When one gets involved with the issues regarding Fukushima, one is compelled to take a stand and choose one out of several possible options.
Option 1: Fukushima is a radioactive contaminated place, unfit for human life. If one takes this view, true assistance to Fukushima consists of promoting the evacuation of the residents and demanding government help to implement this. For Fukushima then, reconstruction will take place more than 100 years from now.
Option 2: The radioactive contamination resulting from the nuclear plant accident is not of a level to significantly affect the health of the residents.

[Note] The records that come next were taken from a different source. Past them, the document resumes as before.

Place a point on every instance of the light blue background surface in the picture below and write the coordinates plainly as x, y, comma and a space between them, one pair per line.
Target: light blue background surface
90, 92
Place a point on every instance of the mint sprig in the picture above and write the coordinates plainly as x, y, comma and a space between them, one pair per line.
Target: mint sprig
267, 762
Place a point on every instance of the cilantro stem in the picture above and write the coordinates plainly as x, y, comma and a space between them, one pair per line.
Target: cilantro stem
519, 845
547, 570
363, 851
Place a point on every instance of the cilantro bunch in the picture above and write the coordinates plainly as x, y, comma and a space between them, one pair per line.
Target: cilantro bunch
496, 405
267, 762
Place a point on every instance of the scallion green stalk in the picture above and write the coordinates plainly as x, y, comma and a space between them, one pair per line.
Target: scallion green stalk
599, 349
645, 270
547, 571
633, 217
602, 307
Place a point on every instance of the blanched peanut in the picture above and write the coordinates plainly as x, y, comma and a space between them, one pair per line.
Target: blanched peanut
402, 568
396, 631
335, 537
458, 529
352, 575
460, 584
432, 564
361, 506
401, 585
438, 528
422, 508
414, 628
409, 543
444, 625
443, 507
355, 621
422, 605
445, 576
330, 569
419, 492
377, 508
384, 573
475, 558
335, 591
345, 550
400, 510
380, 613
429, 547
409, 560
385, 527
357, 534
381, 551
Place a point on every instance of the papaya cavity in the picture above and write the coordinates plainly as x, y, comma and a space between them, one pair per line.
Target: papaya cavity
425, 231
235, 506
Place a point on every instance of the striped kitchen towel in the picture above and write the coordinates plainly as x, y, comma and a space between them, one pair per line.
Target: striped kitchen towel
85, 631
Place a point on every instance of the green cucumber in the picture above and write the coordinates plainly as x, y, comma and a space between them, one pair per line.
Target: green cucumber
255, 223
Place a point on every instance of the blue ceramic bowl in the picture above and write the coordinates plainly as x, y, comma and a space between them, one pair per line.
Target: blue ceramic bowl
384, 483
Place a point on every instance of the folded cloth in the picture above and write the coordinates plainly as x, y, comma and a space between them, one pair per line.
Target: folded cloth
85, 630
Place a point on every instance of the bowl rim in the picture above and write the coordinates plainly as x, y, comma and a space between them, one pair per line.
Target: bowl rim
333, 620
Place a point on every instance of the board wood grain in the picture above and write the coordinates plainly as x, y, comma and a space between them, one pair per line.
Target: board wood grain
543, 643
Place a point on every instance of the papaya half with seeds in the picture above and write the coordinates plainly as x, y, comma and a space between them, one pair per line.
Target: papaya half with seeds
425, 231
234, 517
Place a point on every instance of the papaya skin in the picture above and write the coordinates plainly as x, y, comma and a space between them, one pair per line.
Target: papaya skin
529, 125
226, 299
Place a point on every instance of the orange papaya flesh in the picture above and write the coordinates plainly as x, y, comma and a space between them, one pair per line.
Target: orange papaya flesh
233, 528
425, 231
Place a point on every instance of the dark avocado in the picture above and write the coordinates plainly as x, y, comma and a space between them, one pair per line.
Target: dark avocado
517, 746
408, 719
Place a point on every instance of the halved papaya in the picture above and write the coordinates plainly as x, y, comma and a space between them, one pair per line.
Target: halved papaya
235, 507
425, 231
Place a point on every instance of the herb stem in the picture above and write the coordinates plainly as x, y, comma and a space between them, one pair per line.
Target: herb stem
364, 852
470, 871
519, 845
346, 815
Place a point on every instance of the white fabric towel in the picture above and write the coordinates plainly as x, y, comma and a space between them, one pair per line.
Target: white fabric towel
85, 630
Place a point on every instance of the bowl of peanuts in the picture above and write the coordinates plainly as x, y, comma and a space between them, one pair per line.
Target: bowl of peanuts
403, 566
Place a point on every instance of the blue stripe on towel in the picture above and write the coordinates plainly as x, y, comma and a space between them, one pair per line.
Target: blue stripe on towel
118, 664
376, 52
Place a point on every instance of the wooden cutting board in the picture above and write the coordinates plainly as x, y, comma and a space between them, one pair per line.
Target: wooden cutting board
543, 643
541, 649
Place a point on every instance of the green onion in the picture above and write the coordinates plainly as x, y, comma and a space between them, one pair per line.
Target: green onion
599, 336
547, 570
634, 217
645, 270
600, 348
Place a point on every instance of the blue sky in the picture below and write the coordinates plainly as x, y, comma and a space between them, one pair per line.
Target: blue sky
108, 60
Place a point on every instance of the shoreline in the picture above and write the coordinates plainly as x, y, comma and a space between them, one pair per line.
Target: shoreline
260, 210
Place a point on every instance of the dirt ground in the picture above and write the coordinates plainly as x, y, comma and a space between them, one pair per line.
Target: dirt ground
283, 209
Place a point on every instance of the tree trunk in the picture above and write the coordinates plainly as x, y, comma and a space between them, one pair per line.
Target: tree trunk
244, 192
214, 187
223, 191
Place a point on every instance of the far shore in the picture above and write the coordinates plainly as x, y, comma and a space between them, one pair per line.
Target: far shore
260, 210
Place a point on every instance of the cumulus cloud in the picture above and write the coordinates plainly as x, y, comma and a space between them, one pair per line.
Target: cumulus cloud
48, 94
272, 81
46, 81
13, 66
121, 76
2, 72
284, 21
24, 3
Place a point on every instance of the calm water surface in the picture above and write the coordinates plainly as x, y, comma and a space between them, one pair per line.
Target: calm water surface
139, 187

If one takes this option, then the inhabitants must be encouraged to return home and the reconstruction of the region positively promoted,
Option 3: It’s difficult to assess the effects of the radiation, but, since people are in fact living in Fukushima, another option is to join them. Visit them, keep in contact with them, accompany them in their joys and sorrows…and together with them grope for a solution.
I myself am now considering which option I should choose. What about you, who are reading this article? If this article is of any help to you in deciding, I shall be very happy.